Esfahani’s practice questions displacement, dissemination, and reinsertion of culture and navigates the terrains of cultural translation through the theoretical framework of Homi Bhabha and the concept of the third space. By drawing on her own experience as an immigrant, her work aims to destabilize the origin of culture and reconstruct Bhabha’s the third space as a negotiated space of in-betweeness and a site of cultural translation, where locations of cultures are negotiated, and new narratives are adapted and hybridized.

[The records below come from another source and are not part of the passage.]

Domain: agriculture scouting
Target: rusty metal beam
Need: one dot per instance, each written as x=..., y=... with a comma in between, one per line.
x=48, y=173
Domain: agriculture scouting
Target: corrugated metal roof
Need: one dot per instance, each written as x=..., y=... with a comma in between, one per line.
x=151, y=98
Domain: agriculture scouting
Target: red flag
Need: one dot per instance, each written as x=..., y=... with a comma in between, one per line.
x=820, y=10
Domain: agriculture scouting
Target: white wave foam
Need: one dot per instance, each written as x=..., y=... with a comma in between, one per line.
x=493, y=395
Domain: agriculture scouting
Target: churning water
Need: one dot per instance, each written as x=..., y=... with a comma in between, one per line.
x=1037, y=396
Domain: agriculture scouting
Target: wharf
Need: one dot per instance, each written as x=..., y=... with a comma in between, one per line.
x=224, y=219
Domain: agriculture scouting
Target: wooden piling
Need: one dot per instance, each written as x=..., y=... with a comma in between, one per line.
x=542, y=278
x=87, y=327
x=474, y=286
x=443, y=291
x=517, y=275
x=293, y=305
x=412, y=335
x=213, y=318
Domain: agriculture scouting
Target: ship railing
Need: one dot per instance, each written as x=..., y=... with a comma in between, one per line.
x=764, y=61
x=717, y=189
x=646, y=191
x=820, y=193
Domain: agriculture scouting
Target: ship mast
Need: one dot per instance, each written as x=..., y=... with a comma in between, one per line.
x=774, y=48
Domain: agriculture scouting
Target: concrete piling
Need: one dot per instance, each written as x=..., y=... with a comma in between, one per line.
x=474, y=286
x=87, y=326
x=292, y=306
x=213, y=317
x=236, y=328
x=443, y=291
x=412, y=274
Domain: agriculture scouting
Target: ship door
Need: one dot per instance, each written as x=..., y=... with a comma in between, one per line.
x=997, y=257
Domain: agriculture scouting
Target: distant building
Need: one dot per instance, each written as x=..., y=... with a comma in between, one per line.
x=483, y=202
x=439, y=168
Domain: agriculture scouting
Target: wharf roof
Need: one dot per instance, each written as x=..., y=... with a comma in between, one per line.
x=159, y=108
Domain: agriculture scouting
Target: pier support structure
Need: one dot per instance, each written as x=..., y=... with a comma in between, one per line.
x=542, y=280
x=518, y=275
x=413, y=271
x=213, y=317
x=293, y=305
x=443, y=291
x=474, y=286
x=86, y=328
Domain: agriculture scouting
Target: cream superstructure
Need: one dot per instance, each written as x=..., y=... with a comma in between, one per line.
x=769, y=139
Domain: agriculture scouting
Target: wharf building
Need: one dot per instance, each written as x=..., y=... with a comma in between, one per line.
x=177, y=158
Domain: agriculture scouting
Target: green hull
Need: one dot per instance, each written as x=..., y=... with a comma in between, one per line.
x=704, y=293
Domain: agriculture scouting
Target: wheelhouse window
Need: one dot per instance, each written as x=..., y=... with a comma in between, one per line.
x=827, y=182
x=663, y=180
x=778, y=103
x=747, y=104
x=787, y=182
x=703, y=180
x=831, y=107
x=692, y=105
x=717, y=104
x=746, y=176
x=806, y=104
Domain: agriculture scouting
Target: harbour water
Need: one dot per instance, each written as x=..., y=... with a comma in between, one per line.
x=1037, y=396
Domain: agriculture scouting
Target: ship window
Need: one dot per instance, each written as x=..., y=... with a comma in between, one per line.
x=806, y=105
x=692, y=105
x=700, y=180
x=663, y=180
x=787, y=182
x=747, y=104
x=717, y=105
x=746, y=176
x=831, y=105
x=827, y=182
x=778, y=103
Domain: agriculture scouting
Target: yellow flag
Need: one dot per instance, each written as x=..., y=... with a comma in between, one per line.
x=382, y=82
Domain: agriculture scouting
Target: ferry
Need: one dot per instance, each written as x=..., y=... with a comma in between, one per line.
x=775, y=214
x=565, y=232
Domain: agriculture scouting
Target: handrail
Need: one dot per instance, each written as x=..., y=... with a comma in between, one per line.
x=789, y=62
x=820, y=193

The tool that could part tangled things is a response to a poem titled "Second Generation" that appears in the chapbook Light Years (Baseline Press, 2022) by Toronto-based poet Laboni Islam. Esfahani uses Google Translate for the translation of the poem from English to Farsi and embraces the inadequacy of the translated text as a way of introducing an element of foreignness. Therefore, the translation becomes “the staging of cultural difference” in Bhabha’s terms, in which the migrant’s struggle operates in a process of transformation and proposes the act of translation as a trope for the act of displacement. In this body of work, Esfahani uses language to dislocate the original and destabilize cultural identification in order to construct a space of in-betweeness.
Artist Bio:
Soheila Esfahani grew up in Tehran, Iran, and moved to Canada in 1992. She holds a BA in Fine Arts from University of Waterloo and a Master of Fine Arts from Western University. Esfahani is an award-winning visual artist and recipient of numerous grants from the Canada Council for the Arts, the Social Sciences & Humanities Research Council of Canada, the Ontario Arts Council, and the Region of Waterloo Arts Fund. She is a recipient of 2016 Waterloo Region Arts Awards and was nominated for the Jameel Prize at the Victoria & Albert Museum in London, UK in 2015. Her work has recently been exhibited at the Aga Khan Museum, Canadian Cultural Centre Paris, Doris McCarthy Gallery, Cambridge Art Galleries among others, and has been collected by various public and private institutions, including the Canada Council’s Art Bank. She is an Assistant Professor at Western University in London, Ontario and is a member of the Red Head Gallery in Toronto.